介護保険での利用上限を超えて、一部10割負担になってしまうかもしれないという不安がなくなり、安心して利用することができるというメリットがあります。また、緊急的に必要なサービスを受けたいときに、誰にも依頼することができず、仕事を休んでゆず吉が駆けつけないとならないということもなくなります。

顔見知りのスタッフばかり

デイサービスでもショートステイでも、自宅に訪問に来てもらう際でも、同じ事業所ですので、どこへ行っても顔見知りのスタッフばかりになります。これは安心できす。

自宅を売らずに、ぎりぎりまで「俺の家」に住めるのであれば、この制度はいいことばかりな気がしてきました。

メリットとデメリット、どちらが重要か

見守りサービスは遠距離一人っ子には強い味方です

メリットも大きいものの、デメリットもあります。例えば、デイサービスの施設はよいがショートステイする宿泊施設に不満がある場合、別のショートステイを提供する施設を介護保険で利用することはできません。

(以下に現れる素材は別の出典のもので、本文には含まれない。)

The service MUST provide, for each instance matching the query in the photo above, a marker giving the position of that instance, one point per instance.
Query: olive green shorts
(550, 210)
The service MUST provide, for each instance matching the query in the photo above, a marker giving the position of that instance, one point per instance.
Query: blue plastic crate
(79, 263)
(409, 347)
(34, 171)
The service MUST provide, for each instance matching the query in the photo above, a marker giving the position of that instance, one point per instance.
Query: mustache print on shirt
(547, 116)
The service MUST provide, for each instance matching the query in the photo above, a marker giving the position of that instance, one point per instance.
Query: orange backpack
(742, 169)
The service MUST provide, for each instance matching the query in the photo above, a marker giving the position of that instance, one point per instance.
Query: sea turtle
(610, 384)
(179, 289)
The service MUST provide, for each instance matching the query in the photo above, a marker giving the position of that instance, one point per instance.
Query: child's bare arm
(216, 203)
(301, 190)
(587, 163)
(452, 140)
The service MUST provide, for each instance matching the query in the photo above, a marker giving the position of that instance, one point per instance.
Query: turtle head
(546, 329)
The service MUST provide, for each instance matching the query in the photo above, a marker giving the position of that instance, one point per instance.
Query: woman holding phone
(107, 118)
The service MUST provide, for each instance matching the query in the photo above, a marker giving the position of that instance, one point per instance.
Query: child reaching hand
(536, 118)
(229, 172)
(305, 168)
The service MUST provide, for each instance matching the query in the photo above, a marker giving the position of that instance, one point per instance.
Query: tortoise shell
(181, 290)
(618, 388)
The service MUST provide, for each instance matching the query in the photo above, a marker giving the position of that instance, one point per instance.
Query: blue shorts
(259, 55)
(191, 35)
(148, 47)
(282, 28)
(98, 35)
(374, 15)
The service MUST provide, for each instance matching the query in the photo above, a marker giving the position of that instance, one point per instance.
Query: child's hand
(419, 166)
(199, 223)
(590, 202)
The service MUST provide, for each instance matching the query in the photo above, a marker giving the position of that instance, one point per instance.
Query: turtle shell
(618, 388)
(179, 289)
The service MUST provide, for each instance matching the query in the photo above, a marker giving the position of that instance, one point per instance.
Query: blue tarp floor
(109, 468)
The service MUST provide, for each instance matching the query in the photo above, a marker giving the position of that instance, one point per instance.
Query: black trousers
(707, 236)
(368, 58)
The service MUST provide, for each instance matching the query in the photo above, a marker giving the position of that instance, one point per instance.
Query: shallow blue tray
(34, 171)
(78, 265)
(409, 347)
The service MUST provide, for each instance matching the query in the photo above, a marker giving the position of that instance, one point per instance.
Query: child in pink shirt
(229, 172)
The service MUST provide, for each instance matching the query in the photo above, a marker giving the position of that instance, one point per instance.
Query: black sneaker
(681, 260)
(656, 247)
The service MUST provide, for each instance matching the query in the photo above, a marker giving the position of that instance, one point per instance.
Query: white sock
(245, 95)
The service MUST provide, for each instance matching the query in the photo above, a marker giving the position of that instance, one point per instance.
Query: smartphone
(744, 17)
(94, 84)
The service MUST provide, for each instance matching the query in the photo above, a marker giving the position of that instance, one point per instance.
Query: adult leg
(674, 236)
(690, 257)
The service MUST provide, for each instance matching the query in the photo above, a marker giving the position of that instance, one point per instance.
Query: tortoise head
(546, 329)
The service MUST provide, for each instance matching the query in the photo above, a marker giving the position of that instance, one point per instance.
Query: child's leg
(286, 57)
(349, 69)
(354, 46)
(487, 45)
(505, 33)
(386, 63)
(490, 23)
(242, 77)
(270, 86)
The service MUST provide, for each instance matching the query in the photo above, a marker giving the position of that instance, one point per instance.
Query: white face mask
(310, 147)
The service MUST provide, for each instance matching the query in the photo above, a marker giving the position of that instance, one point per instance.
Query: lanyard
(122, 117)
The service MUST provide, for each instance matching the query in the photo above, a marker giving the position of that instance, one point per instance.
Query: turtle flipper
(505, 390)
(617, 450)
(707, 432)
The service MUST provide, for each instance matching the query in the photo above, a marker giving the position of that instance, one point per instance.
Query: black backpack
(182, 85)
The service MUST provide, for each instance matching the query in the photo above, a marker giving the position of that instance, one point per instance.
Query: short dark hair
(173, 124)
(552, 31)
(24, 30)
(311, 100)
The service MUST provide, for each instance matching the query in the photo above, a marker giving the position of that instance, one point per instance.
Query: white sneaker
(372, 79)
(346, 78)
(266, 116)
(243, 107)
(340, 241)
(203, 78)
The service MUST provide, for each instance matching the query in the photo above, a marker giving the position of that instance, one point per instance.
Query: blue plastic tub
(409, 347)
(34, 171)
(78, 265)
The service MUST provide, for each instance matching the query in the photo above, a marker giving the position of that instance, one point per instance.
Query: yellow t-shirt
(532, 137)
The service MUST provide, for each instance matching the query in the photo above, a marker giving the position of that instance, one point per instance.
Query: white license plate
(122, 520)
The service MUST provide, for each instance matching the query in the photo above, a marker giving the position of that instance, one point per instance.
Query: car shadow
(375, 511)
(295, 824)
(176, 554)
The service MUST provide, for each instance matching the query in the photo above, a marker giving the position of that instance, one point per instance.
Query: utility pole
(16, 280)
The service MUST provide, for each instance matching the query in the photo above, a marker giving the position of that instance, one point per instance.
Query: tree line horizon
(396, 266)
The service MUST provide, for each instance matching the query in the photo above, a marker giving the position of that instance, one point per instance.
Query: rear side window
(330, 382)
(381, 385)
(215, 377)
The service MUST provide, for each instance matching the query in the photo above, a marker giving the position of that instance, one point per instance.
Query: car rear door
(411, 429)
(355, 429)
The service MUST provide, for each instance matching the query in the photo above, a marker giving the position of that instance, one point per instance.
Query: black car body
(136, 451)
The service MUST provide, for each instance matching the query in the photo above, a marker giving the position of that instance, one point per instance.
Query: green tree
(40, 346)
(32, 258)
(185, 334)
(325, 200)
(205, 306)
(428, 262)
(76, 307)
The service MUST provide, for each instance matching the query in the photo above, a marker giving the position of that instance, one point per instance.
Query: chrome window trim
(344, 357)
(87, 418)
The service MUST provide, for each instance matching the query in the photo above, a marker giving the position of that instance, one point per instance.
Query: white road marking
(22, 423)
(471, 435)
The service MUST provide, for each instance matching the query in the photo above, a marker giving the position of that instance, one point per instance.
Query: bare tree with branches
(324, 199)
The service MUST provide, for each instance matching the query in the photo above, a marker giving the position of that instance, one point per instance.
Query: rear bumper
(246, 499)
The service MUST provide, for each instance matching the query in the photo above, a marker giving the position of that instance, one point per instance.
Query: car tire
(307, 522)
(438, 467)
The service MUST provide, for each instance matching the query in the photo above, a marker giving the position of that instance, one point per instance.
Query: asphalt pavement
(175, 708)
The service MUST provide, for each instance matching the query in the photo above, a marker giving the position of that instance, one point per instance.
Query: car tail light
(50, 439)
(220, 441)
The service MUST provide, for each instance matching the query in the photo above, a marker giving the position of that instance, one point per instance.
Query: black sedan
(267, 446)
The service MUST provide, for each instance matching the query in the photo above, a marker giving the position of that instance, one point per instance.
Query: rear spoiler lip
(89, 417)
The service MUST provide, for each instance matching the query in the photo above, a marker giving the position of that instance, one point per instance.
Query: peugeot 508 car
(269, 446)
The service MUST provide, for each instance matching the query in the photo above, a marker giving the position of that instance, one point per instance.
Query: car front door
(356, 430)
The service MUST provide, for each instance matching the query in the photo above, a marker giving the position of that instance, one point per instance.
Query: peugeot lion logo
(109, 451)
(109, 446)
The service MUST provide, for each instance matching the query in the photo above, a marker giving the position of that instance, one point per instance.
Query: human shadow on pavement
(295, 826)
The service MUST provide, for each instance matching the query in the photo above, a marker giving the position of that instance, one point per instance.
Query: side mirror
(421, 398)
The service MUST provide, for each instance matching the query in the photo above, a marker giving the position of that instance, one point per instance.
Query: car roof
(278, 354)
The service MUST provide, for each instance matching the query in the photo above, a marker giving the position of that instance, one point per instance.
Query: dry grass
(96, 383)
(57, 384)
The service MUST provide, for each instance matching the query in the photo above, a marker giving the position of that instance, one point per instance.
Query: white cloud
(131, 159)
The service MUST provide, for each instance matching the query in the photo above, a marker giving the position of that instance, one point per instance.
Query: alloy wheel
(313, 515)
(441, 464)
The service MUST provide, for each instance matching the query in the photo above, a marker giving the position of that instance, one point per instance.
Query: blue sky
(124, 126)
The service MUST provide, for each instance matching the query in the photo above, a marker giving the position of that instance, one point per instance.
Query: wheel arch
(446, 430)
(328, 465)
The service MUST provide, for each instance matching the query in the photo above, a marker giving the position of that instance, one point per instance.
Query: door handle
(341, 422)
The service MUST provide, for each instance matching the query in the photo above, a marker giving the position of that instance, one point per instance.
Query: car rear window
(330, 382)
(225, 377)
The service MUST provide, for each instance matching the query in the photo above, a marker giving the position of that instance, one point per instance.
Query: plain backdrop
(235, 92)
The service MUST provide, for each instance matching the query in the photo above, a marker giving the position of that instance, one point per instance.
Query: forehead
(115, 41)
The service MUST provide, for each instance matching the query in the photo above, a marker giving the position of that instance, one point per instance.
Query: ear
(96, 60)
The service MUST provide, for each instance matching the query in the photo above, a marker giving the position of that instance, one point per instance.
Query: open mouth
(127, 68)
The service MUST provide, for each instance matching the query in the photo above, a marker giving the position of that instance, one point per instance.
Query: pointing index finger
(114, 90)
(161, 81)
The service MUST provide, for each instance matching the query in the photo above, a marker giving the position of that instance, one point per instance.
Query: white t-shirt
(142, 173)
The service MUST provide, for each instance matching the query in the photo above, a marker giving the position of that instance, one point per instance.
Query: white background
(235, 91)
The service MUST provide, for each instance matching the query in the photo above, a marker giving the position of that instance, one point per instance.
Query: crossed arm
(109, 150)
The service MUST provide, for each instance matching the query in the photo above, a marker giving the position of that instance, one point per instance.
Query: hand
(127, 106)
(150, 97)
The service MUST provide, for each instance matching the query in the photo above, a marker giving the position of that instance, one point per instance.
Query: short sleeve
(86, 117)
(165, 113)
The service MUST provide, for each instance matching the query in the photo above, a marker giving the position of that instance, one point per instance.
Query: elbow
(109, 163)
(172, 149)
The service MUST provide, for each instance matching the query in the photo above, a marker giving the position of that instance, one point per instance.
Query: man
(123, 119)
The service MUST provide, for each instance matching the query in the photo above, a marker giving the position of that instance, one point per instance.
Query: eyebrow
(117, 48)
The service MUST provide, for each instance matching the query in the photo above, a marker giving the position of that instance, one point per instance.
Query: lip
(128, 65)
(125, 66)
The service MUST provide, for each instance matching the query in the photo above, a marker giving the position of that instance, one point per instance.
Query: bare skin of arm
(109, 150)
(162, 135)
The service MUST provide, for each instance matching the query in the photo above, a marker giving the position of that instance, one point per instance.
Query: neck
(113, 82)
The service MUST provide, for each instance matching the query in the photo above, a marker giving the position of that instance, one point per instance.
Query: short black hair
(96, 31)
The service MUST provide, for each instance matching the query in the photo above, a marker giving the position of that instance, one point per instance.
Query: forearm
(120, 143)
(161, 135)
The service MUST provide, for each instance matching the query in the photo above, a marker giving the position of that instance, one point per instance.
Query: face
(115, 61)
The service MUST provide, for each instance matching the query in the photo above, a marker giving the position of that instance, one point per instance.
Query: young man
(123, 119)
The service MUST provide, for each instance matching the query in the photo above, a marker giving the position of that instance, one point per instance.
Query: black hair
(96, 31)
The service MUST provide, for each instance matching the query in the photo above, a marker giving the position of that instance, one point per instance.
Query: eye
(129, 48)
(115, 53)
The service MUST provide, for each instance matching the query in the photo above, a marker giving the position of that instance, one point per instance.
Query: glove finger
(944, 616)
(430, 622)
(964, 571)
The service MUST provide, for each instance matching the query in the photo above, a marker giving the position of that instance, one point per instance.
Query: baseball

また、すべてを包括的に同じ事業所がサービスを提供するということは、今、サービスを受けているデイサービスやヘルパーさんをどんなに気に入っていたとしても、利用することができなくなります。そのうえ、これまでずっと支えてもらってきたケアマネジャーも、事業所専属のケアマネジャーに交代となります。

現在の関係がよければよいほど、不要なサービスの変更やスタッフの交代を望みたくはありません。

じゃあ、どうする?

ヘルパーさんとすっかり仲良しになっているゆず吉・父、父のケアマネジャーを信頼しきっているゆず吉は、まだ自宅に住み続けたいという父の希望にかなう仕組みだとわかってはいても、今更この小規模多機能型居宅介護にするわけにはいかなくなってしまいました。

初めて介護保険に認定されたときは、比較的介護度が低く、不要な利用料まで含まれている定額制の小規模多機能型居宅介護は割高に感じてしまいます。しかし、馴染みのケアマネジャーやヘルパー、デイサービスのスタッフができてしまってからだと、なかなか変更する決心はつきません。

遠距離・中距離の一人っ子の親がぎりぎりまで自宅に居続けたいと思っている場合は、最初から、または、なるべく早い時期に、たとえはじめは割高だったとしても、小規模多機能型居宅介護の利用を検討してもらうべきでしょう。